We then went back to a second upstream inlet lead in the same area as U Bend. The upstream passage ended in a 10m long duck. I didn’t really fancy it and I wasn’t wearing warm clothing, but my curiousity got the better of me… I mean what was on the other side? I just had to see if it was passage. Its a full on ceiling sucking duck at the end and it ended inside a boulderchoke. Admittedly it was a pushable choke, but I was FREEZING cold and the choke wasn’t draughting strongly or anything. I came back.
My teeth started to chatter uncontrollably. I was so cold. Derek gave me some chocolate and that really made a massive difference. We moved quickly back to the main chamber to go out and I warmed up.
We got out of the cave early and had just reached the road when a jeep pulled up and offered us a lift. Fantatstic! We hopped in and found out it was being driven by non other than the King of the area “Nau Sukling”. He went out of his way to give us a lift all the way back to camp. How cool is that|?
You would think that Neil would learn wouldn’t you . But no he got drunk and drawn all over again. This time we used him as a survey station…..Mark Brown calling “On station…”

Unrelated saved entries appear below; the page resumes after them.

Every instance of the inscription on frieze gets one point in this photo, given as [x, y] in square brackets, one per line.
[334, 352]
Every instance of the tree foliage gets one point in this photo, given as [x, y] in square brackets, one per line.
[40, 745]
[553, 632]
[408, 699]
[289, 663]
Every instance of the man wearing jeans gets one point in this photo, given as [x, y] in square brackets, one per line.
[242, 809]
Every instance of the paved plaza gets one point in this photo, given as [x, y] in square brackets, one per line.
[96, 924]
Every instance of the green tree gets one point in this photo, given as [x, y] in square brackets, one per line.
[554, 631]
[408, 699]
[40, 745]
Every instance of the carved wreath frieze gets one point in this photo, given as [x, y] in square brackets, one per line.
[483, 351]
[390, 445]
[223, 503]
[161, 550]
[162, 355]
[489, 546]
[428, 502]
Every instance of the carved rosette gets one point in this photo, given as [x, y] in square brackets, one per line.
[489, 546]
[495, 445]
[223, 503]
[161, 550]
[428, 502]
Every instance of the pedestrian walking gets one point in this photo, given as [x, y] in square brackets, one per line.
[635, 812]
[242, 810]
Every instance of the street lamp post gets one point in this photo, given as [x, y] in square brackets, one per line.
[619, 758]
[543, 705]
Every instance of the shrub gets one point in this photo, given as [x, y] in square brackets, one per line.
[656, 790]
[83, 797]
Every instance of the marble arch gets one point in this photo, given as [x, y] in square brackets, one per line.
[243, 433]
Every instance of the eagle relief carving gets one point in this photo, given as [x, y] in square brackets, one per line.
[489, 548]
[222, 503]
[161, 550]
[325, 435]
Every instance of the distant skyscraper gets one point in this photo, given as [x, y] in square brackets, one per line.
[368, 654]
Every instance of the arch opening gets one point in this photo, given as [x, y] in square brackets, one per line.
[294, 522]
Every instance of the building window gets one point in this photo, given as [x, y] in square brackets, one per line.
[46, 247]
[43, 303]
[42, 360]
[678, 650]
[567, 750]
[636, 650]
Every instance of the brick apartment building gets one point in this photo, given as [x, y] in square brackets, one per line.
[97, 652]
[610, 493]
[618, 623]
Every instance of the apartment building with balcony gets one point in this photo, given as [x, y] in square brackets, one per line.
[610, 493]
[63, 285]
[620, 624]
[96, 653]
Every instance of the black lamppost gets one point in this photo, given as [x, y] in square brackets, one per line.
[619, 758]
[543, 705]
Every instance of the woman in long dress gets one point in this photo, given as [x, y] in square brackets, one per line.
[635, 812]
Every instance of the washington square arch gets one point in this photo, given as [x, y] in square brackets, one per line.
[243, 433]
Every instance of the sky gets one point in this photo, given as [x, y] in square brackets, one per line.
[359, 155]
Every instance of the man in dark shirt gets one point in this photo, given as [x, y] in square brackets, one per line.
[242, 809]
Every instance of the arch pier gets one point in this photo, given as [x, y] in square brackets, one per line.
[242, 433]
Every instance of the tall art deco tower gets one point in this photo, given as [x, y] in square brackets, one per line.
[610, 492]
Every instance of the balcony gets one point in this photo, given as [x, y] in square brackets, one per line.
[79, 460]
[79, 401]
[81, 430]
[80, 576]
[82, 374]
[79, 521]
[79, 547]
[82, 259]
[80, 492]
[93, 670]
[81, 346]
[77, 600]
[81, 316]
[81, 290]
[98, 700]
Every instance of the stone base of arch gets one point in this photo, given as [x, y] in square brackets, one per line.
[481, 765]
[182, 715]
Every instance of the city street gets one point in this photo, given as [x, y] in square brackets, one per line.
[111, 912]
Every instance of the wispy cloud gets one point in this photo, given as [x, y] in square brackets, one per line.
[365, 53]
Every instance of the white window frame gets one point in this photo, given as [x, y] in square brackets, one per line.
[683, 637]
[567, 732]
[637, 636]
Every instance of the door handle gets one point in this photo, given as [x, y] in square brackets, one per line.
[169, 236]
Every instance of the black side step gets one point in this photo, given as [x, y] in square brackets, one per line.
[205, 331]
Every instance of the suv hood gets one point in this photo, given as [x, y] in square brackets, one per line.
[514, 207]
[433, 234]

Labbit – Chuna to Central through trip
I woke up early and I discovered that I had a cave survey drawn all over my feet and nail varnish on my toes. JRAT and Neil had had some fun…..Groan…I’d fallen asleep in front of the fire. This inspired jokes such as:
“The survey is in feet not metres”
“It was done in only two legs”
So anyway JRat and I made our way to Krem Chuna (now Chuni – renamed) to do the first through trip. The pitch in Krem Chuna is called Dolphin Friendly and has the hardest diviation I have ever experienced. We hanmmered out the connecting squeeze a bit further and then mae our way through the huge fossil stuff.
Starting in Agrophobia Chamber and then into “The Ninety” (a section of huge phreatic passage surveyed in a 90m leg). To 20/20 juntion leading to Disto Inferno, Daddy LongLegs and finally the main chamber or Labbit Central. We went down into the Labbit Lane drain and collected some insects and shrimps and made our way out, derigging “Down with the Thloo” on the way.
We then had to walk back to camp because our transport never showed up. We grumbled a bit on the way!!
Later that night I got my revenge on JRat by writing WESSEX (a rival cave club) across his forehead in Marker Pen.